Lumley glanced at the tall, well-grown girl, with her rosy cheeks, and quick, bold eyes; and it seemed to him, that she was already well advanced in the wiles of a coquette as she laughed at, and teased the handsome youth, her companion.
“After all, Letty, your girl is perfectly safe in England,” he urged. “Frances will find her a good school, and I shall pay for her education. I feel positively certain, that Blagdon will never trouble his head about her. He and his sister are mixed up with racing sets, and have no thoughts for anything else—and then, reflect—we are not old, you and I. We have known one another for years. Time is passing; here is the chance of our lives, and you want to throw it away. If we part now, we may never meet again.”
Letty made no audible reply. She shook her head sadly and hopelessly, and tears ran down her face and dripped on the side of the steamer.
Just at this unpropitious moment Cara rushed up, and unceremoniously thrusting herself between her mother, and her companion, said:
“Mummy, I want a franc to buy some fruit! Why, Mummy,” she exclaimed, “you are crying!
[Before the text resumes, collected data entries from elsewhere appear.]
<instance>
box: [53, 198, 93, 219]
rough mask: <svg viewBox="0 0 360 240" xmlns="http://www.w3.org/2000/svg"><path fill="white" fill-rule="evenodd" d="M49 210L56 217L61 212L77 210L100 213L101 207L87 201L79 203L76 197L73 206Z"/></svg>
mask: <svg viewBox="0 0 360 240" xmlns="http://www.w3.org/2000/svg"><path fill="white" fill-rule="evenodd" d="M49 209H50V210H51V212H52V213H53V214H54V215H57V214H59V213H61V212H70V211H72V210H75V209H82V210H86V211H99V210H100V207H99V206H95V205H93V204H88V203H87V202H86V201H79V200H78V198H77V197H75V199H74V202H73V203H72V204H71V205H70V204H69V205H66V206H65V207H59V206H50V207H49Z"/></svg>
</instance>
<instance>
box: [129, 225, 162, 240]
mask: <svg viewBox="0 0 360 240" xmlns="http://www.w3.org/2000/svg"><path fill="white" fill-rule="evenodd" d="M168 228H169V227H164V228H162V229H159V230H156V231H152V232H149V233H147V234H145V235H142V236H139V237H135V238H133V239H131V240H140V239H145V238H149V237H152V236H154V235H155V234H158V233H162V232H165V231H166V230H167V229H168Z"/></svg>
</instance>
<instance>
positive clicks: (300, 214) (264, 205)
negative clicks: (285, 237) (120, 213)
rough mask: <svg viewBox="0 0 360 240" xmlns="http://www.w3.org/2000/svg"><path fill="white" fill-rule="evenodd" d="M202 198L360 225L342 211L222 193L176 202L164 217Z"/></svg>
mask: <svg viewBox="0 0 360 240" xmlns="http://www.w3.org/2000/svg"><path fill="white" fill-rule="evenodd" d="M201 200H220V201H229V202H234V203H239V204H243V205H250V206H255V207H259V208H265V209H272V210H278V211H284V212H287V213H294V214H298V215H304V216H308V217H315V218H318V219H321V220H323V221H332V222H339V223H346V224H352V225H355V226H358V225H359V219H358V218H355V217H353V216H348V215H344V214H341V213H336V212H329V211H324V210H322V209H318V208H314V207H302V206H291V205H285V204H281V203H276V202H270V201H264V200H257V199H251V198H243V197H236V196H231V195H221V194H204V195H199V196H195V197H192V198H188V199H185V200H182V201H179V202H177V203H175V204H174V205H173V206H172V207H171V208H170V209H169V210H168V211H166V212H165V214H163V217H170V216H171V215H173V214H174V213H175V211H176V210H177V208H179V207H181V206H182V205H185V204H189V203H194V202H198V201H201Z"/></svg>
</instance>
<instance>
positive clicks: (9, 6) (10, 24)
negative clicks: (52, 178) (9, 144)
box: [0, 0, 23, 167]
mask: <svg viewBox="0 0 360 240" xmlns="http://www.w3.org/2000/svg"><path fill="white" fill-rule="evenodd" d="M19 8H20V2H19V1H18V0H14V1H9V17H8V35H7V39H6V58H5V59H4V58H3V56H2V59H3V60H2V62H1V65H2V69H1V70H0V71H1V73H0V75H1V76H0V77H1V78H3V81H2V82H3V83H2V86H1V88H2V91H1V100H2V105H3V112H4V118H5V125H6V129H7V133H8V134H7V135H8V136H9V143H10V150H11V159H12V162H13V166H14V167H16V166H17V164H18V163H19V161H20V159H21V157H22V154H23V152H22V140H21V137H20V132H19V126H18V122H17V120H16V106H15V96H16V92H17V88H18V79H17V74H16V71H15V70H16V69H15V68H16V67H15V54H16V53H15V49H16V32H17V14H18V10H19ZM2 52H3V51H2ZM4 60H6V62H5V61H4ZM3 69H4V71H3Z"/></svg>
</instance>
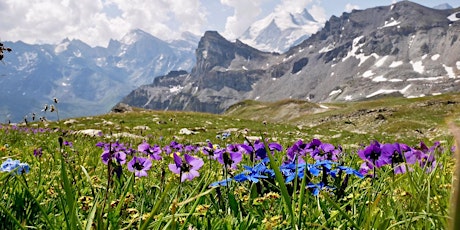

How funny!”
“Do you think crying funny?” demanded Lumley, and his voice was sharp.
“Yes—for Mummy,” she answered, unabashed; “she never cries except at nights—when she thinks no one knows. I cry often.”
“You speak as if you enjoyed it,” he continued, giving Letty time to recover her composure. “What makes you cry?”
“If I want things and Mummy says no; but when I cry, she always gives in.” A pause, and staring steadily at him, she continued, “What a long talk you and the Mum have had—all the way from Gersau, to Tell’s Chapel—and we are close to Fluellen.”
Yes, so they were, and at Fluellen he joined the mail-train, which bore him south. It was the end of his journey; it was also the close of his brief dream of hope.